RDC Reield Marine Services Inc., owner of the ill-fated MT Princess Empress that sank and spilled industrial oil in the waters off Oriental Mindoro, will be made to explain the seaworthiness of the vessel.
‘’Eh di kapag nag-hearing tayo i-defend nila at kukuha rin expert na makakapagsabi na di fit (They will have to defend that the vessel was fit but we will get an expert who will say that it was not fit). Mag iimbita kami ng expert who can be a judge (The expert we will invite can be a judge),’’ Senator Cynthia Villar said.
There are reports that the tanker that sank off Naujan, Oriental Mindoro, last Feb. 28, was a refurbished, aging vessel.
Villar, chairperson of the Senate Environment, Natural Resources and Climate Change Committee, said she would look into this when her committee resumes its public hearing on the matter. No date has been set yet.
The lady senator says finger-pointing between the Maritime Industry Authority (Marina), the country’s maritime regulator; and the Philippine Coast Guard (PCG) on who is at fault for the environmental tragedy is ‘’documented".
Marina had claimed that RDC had no permit to sail, but that it had filed an amended certificate of public conveyance (CPC). However, it was not acted upon at the time.
The PCG had earlier posted documents online seeking to discredit the Marina chief’s statements.
The PCG on Tuesday night, March 14, shared on social media six pages of the CPC supposedly issued by Marina to RDC.
Marina’s mandate is to “lead a progressive maritime administration for safer people, safer ships, and cleaner environment".

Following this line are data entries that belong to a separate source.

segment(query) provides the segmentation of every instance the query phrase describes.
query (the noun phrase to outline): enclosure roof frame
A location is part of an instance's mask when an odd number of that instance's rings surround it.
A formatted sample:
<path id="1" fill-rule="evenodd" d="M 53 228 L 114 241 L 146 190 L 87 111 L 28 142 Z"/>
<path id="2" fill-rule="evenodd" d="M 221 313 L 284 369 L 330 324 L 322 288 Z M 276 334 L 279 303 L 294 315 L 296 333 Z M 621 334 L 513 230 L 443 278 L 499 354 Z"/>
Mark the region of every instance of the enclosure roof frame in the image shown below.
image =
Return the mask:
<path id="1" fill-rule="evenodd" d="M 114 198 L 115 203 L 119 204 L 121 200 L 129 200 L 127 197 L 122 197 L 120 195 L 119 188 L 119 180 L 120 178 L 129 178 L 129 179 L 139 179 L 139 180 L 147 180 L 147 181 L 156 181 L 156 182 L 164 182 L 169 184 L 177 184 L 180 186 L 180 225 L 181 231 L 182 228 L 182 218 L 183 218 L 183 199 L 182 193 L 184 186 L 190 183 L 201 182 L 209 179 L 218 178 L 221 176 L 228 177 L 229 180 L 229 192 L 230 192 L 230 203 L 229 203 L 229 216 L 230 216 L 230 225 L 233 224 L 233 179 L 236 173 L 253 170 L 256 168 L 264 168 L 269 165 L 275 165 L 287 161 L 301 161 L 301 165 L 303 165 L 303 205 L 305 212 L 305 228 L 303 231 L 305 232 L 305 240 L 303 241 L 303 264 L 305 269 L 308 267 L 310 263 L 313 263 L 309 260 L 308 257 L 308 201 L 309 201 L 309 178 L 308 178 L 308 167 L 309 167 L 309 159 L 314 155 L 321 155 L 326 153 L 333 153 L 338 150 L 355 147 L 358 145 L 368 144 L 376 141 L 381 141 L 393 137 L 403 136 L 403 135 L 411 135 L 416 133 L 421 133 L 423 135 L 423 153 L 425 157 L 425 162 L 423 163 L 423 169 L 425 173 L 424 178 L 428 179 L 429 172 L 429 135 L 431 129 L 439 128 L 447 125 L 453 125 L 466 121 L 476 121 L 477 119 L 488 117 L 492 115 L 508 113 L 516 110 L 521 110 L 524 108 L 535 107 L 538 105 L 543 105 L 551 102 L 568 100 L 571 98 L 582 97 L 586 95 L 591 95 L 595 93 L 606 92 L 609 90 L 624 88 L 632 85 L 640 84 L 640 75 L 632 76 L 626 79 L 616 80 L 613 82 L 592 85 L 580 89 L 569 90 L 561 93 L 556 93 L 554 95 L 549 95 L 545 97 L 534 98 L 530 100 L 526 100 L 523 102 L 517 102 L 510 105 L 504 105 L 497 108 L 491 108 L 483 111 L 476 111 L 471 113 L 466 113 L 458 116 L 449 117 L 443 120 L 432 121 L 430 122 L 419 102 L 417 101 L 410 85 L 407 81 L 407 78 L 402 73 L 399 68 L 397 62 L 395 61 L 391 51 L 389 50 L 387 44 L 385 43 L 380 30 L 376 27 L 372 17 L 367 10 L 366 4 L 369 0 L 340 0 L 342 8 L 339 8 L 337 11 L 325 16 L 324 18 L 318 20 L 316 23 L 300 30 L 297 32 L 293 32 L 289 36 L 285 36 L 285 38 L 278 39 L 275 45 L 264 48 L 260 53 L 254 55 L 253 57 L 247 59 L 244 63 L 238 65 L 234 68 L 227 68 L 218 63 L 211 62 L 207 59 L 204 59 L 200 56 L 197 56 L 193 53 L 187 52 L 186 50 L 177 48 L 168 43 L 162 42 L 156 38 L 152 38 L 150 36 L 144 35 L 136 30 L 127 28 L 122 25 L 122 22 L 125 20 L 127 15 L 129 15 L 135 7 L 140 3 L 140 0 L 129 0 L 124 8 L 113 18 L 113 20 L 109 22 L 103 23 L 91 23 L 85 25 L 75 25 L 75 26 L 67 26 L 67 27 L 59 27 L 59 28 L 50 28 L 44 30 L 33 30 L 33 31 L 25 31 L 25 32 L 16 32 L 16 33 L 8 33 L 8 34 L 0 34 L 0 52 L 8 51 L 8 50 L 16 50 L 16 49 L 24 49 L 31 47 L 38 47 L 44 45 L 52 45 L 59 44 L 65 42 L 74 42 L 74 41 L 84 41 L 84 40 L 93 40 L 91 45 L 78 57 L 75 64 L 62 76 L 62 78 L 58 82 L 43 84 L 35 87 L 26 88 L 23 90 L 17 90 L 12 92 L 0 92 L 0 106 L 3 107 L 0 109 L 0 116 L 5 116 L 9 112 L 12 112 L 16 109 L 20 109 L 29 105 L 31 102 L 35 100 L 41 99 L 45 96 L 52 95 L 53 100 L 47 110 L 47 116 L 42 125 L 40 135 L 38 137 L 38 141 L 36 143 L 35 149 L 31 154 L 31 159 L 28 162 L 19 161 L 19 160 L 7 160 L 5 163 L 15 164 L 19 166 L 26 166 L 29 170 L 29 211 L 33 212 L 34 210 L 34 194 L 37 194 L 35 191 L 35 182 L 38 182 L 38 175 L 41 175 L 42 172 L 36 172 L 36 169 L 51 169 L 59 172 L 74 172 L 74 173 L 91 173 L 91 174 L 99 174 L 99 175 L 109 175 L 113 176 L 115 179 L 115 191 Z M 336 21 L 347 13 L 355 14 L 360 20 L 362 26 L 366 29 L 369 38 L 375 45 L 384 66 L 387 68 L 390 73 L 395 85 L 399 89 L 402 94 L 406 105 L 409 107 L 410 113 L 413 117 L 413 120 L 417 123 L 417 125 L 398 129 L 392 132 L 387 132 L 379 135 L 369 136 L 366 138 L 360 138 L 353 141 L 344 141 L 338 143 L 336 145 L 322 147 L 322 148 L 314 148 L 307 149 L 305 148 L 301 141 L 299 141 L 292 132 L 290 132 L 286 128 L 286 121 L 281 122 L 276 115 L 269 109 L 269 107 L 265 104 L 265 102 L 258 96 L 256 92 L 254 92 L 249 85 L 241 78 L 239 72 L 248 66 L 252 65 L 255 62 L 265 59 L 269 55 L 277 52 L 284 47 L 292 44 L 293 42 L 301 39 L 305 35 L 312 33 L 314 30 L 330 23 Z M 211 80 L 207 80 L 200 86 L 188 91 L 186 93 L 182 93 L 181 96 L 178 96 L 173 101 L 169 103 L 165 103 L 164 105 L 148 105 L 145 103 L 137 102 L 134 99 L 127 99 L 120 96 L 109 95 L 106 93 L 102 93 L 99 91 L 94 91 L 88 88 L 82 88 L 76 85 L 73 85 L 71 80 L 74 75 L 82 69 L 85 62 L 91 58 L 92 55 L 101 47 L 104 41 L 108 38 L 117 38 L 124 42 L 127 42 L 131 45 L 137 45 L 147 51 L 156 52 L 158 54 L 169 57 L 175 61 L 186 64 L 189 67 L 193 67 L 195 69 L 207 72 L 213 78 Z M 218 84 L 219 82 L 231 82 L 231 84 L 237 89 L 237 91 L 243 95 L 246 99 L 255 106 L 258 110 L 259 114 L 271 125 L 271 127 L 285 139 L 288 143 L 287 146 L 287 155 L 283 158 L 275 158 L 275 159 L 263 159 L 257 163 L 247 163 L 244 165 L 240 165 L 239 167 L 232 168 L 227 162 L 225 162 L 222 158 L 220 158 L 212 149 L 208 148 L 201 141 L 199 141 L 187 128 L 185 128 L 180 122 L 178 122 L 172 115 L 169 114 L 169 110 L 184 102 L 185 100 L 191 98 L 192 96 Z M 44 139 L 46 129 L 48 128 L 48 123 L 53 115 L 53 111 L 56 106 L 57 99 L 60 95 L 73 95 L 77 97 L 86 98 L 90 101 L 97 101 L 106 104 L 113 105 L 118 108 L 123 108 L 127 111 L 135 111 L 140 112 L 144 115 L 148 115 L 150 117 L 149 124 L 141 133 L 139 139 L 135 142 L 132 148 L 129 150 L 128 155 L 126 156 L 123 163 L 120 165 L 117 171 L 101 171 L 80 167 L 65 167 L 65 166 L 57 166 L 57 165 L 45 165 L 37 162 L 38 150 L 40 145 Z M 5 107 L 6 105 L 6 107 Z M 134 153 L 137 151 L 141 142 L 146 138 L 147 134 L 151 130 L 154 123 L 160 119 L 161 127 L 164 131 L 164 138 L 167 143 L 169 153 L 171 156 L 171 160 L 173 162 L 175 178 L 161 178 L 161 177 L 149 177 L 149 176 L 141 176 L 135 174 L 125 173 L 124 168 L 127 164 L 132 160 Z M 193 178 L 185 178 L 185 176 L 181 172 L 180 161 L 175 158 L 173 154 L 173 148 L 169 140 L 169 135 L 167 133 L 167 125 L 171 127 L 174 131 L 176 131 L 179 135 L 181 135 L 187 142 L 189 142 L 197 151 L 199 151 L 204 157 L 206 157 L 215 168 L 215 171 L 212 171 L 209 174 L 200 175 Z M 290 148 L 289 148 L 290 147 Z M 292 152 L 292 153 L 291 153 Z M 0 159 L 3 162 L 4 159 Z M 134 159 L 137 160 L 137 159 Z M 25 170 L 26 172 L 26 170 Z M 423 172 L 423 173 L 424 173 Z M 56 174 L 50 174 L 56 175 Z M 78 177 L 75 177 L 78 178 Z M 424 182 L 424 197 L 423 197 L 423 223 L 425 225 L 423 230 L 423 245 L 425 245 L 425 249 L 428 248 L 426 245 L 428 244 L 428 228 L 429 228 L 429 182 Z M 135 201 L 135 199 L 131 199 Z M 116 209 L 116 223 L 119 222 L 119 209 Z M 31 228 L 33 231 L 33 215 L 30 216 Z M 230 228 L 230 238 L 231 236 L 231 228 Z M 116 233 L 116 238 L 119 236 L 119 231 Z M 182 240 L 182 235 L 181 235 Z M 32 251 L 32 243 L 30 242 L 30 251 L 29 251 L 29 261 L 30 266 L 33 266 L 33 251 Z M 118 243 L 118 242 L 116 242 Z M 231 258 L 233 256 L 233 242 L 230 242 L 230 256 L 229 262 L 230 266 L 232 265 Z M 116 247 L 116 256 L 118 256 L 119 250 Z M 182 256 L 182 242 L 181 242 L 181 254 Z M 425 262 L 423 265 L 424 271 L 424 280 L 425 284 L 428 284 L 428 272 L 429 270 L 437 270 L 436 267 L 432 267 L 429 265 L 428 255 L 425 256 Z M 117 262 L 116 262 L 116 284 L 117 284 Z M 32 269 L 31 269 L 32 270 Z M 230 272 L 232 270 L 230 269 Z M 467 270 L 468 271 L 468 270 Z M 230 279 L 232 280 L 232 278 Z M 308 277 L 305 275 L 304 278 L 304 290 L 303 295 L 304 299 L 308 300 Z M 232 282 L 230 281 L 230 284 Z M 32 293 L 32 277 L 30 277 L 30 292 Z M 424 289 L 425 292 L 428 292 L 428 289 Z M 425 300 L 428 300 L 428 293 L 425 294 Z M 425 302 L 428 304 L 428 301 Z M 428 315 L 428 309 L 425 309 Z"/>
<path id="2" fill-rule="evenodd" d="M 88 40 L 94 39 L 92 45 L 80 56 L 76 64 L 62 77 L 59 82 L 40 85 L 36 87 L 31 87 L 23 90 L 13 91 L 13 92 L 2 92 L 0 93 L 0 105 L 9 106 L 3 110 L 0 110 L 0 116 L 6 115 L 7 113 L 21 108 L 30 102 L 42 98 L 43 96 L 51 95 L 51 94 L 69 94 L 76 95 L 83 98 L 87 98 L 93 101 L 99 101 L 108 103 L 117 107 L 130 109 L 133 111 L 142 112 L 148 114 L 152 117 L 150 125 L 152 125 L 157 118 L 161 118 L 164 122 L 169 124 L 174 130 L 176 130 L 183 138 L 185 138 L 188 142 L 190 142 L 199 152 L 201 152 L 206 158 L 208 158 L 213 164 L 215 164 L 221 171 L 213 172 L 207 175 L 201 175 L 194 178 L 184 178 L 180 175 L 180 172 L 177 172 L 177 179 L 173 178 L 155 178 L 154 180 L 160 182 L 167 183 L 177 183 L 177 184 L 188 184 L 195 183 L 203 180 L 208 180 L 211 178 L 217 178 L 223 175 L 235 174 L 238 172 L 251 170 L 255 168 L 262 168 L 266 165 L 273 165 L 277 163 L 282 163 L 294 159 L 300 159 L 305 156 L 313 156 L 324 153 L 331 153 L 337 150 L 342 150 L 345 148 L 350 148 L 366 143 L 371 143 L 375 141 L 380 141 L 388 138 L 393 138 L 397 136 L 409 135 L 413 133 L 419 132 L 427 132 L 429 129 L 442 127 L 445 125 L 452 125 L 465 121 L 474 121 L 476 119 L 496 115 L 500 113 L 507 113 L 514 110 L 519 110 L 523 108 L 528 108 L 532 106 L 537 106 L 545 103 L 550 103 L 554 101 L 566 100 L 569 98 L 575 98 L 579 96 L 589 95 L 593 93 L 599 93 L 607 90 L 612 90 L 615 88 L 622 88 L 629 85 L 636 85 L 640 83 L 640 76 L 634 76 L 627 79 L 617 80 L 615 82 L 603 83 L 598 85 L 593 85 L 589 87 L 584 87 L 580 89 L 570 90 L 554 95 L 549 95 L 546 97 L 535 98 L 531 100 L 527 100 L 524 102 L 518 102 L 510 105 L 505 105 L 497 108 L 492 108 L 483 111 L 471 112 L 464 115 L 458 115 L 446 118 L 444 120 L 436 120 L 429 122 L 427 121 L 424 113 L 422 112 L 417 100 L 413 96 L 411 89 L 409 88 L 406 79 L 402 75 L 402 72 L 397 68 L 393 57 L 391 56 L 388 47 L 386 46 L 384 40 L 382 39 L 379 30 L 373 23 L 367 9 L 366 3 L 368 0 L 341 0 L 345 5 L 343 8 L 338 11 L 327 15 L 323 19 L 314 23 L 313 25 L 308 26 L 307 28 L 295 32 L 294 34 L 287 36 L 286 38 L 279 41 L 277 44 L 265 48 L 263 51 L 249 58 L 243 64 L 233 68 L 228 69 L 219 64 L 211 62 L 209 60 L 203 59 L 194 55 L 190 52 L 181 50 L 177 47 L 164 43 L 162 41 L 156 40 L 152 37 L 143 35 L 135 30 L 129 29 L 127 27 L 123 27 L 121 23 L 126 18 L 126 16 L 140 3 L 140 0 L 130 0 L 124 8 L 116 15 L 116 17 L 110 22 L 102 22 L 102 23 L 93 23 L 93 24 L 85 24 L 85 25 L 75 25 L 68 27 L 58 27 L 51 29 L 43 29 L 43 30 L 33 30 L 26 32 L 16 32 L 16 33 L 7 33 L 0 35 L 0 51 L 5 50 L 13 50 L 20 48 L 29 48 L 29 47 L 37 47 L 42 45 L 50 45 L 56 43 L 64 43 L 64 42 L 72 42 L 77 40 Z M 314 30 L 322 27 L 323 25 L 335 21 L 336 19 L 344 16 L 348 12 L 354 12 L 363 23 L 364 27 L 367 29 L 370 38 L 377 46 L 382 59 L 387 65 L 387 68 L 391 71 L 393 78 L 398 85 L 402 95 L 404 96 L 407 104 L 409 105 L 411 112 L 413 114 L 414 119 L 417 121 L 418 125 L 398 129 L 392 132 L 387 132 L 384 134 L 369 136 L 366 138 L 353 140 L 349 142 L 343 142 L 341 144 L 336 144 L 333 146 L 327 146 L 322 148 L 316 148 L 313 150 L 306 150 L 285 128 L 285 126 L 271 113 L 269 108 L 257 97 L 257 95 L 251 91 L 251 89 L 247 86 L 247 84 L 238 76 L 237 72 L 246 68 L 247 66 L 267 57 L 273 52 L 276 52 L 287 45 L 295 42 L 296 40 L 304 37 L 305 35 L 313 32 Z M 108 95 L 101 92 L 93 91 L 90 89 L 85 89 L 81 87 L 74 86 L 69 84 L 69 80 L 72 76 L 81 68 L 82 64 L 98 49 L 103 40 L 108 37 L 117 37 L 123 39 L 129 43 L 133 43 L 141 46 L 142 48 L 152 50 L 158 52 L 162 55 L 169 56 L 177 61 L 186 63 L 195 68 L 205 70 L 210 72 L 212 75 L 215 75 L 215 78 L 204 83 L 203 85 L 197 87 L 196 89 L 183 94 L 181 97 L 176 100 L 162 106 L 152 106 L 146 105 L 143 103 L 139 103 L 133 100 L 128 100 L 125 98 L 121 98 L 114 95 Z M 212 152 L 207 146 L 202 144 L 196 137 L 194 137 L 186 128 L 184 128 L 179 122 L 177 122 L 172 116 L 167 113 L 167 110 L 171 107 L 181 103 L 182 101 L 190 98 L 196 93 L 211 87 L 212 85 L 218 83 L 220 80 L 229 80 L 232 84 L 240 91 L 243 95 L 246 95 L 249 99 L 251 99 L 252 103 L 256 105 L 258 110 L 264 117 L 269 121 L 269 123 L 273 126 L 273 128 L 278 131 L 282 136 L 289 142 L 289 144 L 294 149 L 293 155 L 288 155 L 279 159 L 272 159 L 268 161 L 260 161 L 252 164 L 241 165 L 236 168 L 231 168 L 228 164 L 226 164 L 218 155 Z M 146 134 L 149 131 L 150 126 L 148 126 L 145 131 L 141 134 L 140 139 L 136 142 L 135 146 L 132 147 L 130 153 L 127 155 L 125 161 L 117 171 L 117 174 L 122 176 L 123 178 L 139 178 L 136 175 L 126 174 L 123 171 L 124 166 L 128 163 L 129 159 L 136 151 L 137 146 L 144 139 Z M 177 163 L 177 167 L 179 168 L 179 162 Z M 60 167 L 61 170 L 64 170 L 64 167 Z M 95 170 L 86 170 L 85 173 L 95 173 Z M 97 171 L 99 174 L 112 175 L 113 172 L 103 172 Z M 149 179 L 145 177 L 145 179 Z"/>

Asked on who should be blamed, Villar pointed out that both Marina and PCG are both regulatory bodies.
Viilar said she has asked the committee to determine the liability of the tanker owner because she could not see it in the law.
She said one of her committee proposals is to make the liability of the tanker owner clearer.
Because of the issue of MT Princess Empress supposedly not having an amended CPC, the reported $1-billion insurance of RDC might not be easily collected," Villlar had said.